Supporting disbaled people unsustainable?(191 Posts)
I hate this sort of uncertainty. I have trained part and full time for seven years now alongside two disabled kids to get to the point where I was hoping to train in social work in 2013- but if DLA vaniushes it will be unaffordable. I feel we have lived up to every Tory ideal, battling redundancy, my DH's illness and the boy's SN with constant battles to get back on line, and now I think I might just give up after all- can;t train until thenas no childcare means DH must be working from home to care and he dosn;t qualify until then, and we will need to move and cannot do so with the SNU realistically until 2013 (a SW trained where we are in Wales cannot practice in England but we need to get back to family badly for support and help, both for them as they age and us as we try and fit in work).
Working in tesco woudln't ever cover the huge costs of disability childcare.
I acknowledge that this is a left wing article, there's a thread on this in SN with a less reactionary letter from teh NAS C&P's to it, but is this how big society was meant to work? Sorry disabled people, there's no money- saldy when it comes to ds3 there's no cure either- can I never afford to die then? Will there be any care left for him?
hread (though its for read only- MN convention is that SN is not for political argument)
(And I know my typing is poor sorry; always is but a little shaken at all this)
Big society is sadly a cover up for what was always the conservative moto - survival of the fittest and richest and the rest can get lost. We are in a similar position.
Scary isn't it? I never beleived in big Society as anything other than a nice little idea packaged up to cover cuts, but how severe cuts to support for children like ds3 who ahve no option of ever working can be abything other than harmful I do not know.

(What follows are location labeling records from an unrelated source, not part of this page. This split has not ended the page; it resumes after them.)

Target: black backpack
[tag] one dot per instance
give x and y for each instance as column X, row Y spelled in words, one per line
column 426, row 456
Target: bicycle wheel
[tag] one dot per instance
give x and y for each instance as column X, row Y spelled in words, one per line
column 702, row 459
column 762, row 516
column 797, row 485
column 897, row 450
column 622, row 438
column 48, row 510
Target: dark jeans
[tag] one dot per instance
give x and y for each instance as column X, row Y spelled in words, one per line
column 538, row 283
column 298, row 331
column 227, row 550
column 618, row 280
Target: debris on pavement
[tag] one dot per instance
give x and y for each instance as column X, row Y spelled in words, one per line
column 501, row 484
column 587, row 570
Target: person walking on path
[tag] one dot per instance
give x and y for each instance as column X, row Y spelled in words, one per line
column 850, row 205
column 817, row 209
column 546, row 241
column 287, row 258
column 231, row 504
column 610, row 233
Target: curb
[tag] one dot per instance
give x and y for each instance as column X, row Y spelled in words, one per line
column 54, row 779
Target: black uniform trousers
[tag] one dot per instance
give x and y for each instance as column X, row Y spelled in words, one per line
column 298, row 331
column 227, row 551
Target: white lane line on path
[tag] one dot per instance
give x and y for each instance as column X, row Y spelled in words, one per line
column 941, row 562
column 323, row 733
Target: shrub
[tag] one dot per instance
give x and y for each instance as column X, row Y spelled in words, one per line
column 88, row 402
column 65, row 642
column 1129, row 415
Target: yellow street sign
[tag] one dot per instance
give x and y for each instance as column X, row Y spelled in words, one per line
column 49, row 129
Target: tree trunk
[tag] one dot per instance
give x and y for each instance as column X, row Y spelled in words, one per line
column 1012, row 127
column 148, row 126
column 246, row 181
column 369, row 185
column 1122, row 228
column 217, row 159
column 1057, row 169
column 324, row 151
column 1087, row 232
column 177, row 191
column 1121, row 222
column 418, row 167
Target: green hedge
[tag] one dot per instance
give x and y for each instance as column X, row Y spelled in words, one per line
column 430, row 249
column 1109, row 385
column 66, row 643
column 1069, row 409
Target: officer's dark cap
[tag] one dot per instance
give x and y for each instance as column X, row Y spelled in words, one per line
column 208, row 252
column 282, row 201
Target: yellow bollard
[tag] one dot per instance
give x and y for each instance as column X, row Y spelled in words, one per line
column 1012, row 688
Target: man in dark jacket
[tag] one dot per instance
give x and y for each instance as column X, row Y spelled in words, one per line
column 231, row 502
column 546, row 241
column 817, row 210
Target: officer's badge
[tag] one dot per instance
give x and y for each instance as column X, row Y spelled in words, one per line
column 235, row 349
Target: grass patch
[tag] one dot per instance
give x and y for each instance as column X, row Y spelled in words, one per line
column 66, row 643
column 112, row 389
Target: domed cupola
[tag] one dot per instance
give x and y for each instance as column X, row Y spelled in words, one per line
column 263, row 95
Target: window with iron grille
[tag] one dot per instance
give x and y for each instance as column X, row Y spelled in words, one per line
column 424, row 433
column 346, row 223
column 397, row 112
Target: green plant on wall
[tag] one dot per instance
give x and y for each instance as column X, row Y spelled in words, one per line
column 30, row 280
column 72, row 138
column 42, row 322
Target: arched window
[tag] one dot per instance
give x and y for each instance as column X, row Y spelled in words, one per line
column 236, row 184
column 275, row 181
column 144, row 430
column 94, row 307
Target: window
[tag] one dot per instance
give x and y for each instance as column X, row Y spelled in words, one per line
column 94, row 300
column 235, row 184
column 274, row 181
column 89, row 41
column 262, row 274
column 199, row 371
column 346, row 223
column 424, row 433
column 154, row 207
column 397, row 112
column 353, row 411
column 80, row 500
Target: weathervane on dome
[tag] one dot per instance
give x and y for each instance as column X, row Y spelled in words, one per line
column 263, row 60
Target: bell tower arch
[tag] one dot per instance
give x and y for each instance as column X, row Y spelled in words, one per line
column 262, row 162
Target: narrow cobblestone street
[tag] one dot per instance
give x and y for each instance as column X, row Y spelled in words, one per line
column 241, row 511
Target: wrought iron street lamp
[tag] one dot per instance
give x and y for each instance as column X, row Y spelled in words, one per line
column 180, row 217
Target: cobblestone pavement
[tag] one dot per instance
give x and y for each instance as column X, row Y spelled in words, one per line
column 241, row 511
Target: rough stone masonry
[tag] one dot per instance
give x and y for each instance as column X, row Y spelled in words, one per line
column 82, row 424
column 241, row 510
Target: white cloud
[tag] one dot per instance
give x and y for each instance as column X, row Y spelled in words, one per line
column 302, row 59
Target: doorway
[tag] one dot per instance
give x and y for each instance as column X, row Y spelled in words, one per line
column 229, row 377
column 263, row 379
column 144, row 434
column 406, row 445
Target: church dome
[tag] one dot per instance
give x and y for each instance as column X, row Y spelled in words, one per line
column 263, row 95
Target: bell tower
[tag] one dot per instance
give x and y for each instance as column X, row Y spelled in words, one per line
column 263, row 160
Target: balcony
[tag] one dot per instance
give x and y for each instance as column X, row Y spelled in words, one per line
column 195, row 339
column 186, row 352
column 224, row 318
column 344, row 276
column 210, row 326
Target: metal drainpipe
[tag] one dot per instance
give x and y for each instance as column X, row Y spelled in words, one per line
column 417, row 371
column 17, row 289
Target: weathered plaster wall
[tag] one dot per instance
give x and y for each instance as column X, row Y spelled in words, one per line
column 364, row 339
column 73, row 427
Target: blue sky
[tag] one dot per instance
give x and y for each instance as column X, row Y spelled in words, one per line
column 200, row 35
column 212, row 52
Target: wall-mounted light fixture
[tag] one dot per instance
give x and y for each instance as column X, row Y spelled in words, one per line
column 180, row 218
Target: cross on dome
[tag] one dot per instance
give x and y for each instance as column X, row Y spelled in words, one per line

It took years to negotiate the last system; teh idea of facing it before his award runs out when he is 16 is terrifying. And becuase he is not in a wheelchair and has no actual LD (he cannot use the IQ he does have) he is of the type that fail the EMA assessments (he has a 2 minute attention span and is limited in his speech so is unemployable) and there's talk of legal help to go to challenge decisions being taken as well.
There's no test for ASD but am beginning to think if there had been he'd have been better off not born for his own sake because if this is the society I entrust him to when I die then he's stuffed.
I cannot think coherently about this yet - how can they cut DLA, close disabled workshops and businesses, spend years refusing to provide specialist help at school, and then say our children can get on their bikes and get a job like everybody else?
It was a direct quote fro the article which is why I put in the ? mark
now if I said coalition says disabled people are.., I agree that would be misleading
(I also acknowledged biAS OF SOURCE IN op AS WELL)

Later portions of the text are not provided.